Firstly, and it may seem unbelievable to you at first sight, threading uses multiple threads whereas asyncio uses only one. For threading, it is easier to understand because the threads take turns to run the code and thus achieve concurrency. But how is it possible to achieve concurrency with a single thread?

Well, threading achieves concurrency with pre-emptive multitasking which means we cannot determine when to run which code in which thread. It’s the operating system that determines which code should be run in which thread. The control can be switched at any point between threads by the operating system. This is why we often see random results with threading. This post can be helpful if you want to learn more about threading.

On the other hand, asyncio achieves concurrency with cooperative multitasking. We can decide which part of the code can be awaited and thus the control be switched to run other parts of the code. The tasks need to cooperate and announce when the control will be switched out. And all this is done in a single thread with the await command. It may seem elusive now but will be much clearer when we see the code later.

What is coroutine?

This is a fancy and also exotic name in asyncio. It is not easy to explain what it is. Many tutorials don’t explain this concept at all and just show you what it is with some code. However, let’s try to understand what it is first.

The definition of coroutine in Python is:

Coroutines are a more generalized form of subroutines. Subroutines are entered at one point and exited at another point. Coroutines can be entered, exited, and resumed at many different points.

Well, this may still seem pretty exotic when you first see it. However, it will make more and more sense when you have worked more and more with asyncio.

In this definition, we can understand subroutines as functions despite the differences between the two. Normally, a function is entered and exited only once when it is called. However, there is a special function in Python called generator which can be entered and exited many times.

Coroutines behave quite like generators. Actually, in older versions of Python coroutines are defined by generators. These coroutines are called generator-based coroutines. However, coroutines have become a native feature in Python now and can be defined with the new async def syntax. Even though generator-based coroutines are deprecated now, their history and existence can help us understand what a coroutine is and how the control is switched or yielded between different parts of the code. In case you want to learn more about the history and specification of coroutine in Python, PEP 492 is a good reference. However, it may not be easy to read and understand for beginners.
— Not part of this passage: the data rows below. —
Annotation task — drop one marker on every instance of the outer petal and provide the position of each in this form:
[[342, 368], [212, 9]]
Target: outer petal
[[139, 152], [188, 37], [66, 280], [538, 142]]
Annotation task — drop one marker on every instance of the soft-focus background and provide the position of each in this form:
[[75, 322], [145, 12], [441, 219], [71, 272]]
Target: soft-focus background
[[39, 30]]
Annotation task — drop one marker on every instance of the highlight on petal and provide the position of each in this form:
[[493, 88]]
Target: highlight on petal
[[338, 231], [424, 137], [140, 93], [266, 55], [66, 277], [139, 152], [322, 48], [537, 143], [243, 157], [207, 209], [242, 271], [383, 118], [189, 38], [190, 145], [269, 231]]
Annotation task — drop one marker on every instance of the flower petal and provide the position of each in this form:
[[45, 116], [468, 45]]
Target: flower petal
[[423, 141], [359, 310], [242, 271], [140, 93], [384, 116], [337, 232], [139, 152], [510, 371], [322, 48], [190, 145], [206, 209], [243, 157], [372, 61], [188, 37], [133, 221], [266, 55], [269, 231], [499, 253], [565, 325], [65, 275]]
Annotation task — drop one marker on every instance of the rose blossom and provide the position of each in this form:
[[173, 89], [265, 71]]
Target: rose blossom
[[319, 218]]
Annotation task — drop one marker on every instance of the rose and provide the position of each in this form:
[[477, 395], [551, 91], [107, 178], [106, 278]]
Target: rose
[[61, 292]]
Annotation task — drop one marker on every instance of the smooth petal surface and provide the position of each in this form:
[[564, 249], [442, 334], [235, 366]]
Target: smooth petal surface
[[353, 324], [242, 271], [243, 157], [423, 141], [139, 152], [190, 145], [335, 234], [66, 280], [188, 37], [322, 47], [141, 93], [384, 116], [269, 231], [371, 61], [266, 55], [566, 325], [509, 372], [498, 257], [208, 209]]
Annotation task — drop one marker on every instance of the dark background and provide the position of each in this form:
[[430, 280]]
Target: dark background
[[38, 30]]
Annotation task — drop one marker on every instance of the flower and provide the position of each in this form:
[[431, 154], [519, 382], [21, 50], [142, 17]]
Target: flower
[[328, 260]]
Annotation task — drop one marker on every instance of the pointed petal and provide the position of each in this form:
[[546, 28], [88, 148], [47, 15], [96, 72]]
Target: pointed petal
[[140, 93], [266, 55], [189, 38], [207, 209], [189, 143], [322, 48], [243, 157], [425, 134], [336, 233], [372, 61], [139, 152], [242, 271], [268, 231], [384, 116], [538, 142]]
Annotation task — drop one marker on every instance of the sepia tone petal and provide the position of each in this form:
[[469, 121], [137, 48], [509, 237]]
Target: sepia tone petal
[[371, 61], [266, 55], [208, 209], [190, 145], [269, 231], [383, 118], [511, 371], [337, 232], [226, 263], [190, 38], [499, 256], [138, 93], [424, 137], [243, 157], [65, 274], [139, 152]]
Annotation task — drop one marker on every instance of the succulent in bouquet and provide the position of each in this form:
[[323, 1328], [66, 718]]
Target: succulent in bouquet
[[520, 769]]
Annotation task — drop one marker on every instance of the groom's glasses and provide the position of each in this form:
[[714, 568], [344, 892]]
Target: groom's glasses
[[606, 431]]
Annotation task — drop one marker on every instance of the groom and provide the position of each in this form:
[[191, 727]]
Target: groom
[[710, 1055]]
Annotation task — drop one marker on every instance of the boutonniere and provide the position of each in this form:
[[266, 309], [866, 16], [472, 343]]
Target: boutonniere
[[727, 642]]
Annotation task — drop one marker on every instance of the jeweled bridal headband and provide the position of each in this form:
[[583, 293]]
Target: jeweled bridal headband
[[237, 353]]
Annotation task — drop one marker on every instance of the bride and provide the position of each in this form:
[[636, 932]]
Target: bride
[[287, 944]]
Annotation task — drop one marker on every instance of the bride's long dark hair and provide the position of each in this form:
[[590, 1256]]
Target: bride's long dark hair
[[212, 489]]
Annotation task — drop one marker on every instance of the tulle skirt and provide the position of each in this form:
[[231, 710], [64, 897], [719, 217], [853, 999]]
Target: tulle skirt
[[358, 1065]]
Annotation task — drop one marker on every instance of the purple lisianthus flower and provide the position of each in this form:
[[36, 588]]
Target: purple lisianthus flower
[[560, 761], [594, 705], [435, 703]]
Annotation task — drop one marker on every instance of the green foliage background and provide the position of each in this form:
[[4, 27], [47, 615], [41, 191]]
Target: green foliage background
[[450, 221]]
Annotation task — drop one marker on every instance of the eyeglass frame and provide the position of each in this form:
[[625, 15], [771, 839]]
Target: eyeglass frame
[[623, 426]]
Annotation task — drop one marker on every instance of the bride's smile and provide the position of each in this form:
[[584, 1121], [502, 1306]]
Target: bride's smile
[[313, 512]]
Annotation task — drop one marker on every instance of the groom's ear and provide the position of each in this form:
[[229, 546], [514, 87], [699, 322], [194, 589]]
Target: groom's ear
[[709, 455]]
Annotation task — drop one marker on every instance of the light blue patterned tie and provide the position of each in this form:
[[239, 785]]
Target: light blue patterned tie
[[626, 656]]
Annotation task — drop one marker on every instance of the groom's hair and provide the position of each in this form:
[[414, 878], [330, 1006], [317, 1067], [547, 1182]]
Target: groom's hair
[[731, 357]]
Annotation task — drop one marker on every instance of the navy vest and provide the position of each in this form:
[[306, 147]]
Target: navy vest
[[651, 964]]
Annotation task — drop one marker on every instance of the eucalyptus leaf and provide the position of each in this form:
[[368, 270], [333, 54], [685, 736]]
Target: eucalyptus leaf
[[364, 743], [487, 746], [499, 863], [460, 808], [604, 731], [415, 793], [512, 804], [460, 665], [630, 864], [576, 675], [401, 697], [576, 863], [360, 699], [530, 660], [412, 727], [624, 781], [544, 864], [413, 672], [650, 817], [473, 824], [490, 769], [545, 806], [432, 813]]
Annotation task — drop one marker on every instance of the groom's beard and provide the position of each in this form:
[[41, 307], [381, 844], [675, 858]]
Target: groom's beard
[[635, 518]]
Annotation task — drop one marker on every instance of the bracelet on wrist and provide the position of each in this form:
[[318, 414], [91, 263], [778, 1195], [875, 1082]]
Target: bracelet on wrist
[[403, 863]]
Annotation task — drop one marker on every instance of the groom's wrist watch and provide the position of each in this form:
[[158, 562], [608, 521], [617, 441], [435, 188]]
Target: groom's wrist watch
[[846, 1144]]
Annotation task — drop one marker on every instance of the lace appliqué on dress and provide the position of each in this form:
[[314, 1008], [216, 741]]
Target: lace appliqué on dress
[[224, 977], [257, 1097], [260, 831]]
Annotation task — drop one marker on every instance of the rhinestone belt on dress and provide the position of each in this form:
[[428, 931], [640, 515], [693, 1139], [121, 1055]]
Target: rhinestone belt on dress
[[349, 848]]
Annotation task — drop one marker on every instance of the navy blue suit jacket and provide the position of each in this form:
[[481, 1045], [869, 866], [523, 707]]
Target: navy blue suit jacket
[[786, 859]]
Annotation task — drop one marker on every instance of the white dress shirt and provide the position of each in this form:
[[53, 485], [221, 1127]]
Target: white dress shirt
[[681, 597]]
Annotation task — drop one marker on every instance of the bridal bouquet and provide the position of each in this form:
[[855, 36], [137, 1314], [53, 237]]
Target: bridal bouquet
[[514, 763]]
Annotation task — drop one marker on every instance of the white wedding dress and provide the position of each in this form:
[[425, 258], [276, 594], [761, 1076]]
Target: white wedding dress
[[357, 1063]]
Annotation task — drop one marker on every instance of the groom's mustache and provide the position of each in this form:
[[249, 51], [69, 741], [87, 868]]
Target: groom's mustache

OK, enough abstract concepts for now. If you get lost somehow and cannot understand all the concepts, it’s OK. They will become clearer over time when you write and read more and more asynchronous code with the asyncio library.

Define a coroutine function

Now that the basic concepts have been introduced, we can start to write our first coroutine function:

async def coro_func():
print("Hello, asyncio!")

coro_func() is a coroutine function and when it is called it will return a coroutine object:

coro_obj = coro_func()

type(coro_obj)
# coroutine

Note that the term coroutine can refer to either a coroutine function or a coroutine object, depending on the context.

As you may have noticed, when the coroutine function is called, the print function is not called. If you have worked with generators, you won’t be surprised because it behaves similarly to generator functions:

def gen_func():
yield "Hello, generator!"

generator = gen_func()
type(generator)
# generator

In order to run the code in a generator, you need to iterate it. For example, you can use the next function to iterate it:

next(generator)
# 'Hello, generator!'

Similarly, to run the code defined in a coroutine function, you need to await it. However, you cannot await it in the same way as you iterate a generator. A coroutine can only be awaited inside another coroutine defined by the async def syntax:

async def coro_func():
print("Hello, asyncio!")

async def main():
print("In the entrypoint coroutine.")
await coro_func()

Now the question is how can we run the main() coroutine function. Well, obviously we cannot put it in another coroutine function and await it.

For the top-level entry point coroutine function, which is normally named as main(), we need to use asyncio.run() to run it:

import asyncio

async def coro_func():
print("Hello, asyncio!")

async def main():
print("In the entrypoint coroutine.")
await coro_func()

asyncio.run(main())
# In the entrypoint coroutine.
# Hello, asyncio!

Note that we need to import the built-in asyncio library here.

Under the hood, it’s handled by something called event loop. However, with modern Python, you don’t need to worry about these details anymore.

Return a value in a coroutine function

We can return a value in a coroutine function. The value is returned with the await command and can be assigned to a variable:

import asyncio

async def coro_func():
return "Hello, asyncio!"

async def main():
print("In the entrypoint coroutine.")
result = await coro_func()
print(result)

asyncio.run(main())
# In the entrypoint coroutine.
# Hello, asyncio!

Run multiple coroutines concurrently

It’s not much fun and not useful to have a single coroutine in your code. Coroutines really shine when there are multiple of them which should be run concurrently.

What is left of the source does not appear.